O segundo migrante contatado indicou que a maioria dos sobreviventes que se encontravam no hangar bombardeado, ou seja, as principais testemunhas, deixaram a carceragem de Tayura. “Dentro do hangar havia sobretudo nigerianos. Também havia sudaneses, marroquinos, uns sete ou oito, argelinos e mauritanos”, informou. A agência oficial de notícias marroquina MAP informou na quarta-feira à tarde que entre os feridos pelo bombardeio na Líbia se encontravam seis marroquinos.

No complexo militar de Tayura há um hangar reservado para as mulheres migrantes e refugiadas, juntos a seus filhos. Esse galpão não foi atingido pelas bombas, e nenhuma fonte consultada disse haver mulheres ou crianças entre as vítimas.

Durante a visita que este jornal fez a Tayura em 25 de junho, o diretor do centro, Nureldin al Gritli, negou que se praticasse qualquer tipo de violência contra os detidos. Quando questionado sobre eventuais tentativas de fuga, disse que eram raras. “E demos ordens para que não atirem neles”, acrescentou.

Dois dias depois do bombardeio, a situação dos sobreviventes continua sendo incerta. Alguns esperam que a tragédia sirva para que sejam acolhidos na Europa ou Canadá. Por enquanto, encontram-se à intempérie. “Os guardas nos disseram que esta noite poderemos ir para outro hangar, mas não queremos ir para outro. Se nos mandarem, será à força”, disse o primeiro entrevistado. “Estou em perigo e tenho medo. Arrisco minha vida com esta informação”, concluiu.
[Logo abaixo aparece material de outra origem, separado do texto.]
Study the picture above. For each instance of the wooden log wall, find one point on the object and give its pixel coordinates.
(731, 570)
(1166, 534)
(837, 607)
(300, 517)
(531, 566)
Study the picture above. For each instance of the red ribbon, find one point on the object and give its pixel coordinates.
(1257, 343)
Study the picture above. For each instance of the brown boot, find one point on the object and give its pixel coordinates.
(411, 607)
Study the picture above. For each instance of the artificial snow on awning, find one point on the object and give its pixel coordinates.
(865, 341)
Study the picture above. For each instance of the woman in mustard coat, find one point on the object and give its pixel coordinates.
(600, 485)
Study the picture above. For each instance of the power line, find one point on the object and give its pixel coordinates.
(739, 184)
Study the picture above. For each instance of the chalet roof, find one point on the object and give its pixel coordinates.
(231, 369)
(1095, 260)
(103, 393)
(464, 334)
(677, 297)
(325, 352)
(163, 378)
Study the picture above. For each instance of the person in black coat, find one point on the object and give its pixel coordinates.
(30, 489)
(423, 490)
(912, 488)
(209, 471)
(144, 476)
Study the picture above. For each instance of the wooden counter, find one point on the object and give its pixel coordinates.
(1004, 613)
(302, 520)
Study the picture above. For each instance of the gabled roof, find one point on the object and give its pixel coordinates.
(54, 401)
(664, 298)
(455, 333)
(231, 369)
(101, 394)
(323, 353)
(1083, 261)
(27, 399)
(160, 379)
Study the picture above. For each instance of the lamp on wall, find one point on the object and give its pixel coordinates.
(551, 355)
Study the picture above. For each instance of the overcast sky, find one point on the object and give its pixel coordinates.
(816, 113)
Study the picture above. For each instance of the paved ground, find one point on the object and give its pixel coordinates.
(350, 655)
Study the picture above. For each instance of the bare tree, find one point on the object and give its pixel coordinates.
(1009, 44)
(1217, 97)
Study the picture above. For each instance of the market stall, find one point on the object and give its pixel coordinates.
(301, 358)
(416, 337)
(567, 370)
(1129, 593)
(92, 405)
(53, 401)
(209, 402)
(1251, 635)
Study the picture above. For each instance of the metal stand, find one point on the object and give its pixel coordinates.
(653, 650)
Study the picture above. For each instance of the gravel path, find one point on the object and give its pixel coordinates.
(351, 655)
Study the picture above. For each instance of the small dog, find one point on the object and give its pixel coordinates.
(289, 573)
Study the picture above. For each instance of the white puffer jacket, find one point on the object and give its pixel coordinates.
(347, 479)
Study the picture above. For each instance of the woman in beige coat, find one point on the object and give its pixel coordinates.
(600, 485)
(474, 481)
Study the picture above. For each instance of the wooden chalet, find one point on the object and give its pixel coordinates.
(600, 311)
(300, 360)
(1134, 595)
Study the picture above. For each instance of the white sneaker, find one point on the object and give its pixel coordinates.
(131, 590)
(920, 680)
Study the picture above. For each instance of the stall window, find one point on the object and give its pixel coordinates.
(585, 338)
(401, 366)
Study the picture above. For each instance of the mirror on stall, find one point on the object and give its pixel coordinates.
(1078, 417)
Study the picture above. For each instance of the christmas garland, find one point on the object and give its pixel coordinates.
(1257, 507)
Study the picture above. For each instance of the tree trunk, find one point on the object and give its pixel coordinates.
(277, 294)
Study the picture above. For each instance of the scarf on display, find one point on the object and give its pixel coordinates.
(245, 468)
O segundo refugiado mostrou, por videoconferência, o local onde se encontram. Na quinta-feira à tarde, os migrantes apareciam deitados sobre colchonetes e mantas à sombra de um edifício. Outros se abrigavam sob uma árvore. Não havia nada para fazer, a não ser esperar. Intrigava-lhes o fato de que desde a manhã dois ônibus tinham chegado a Tayura.

Muitos dos migrantes e refugiados já somam um a dois anos de detenção. A maioria foi capturada em pleno mar, quando tentava chegar à Europa a partir da costa líbia. A lei desse país norte-africano considera crime entrar ou sair irregularmente do seu território. Há na Líbia 5.695 refugiados e migrantes encerrados em 25 centros de detenção como o de Tayura.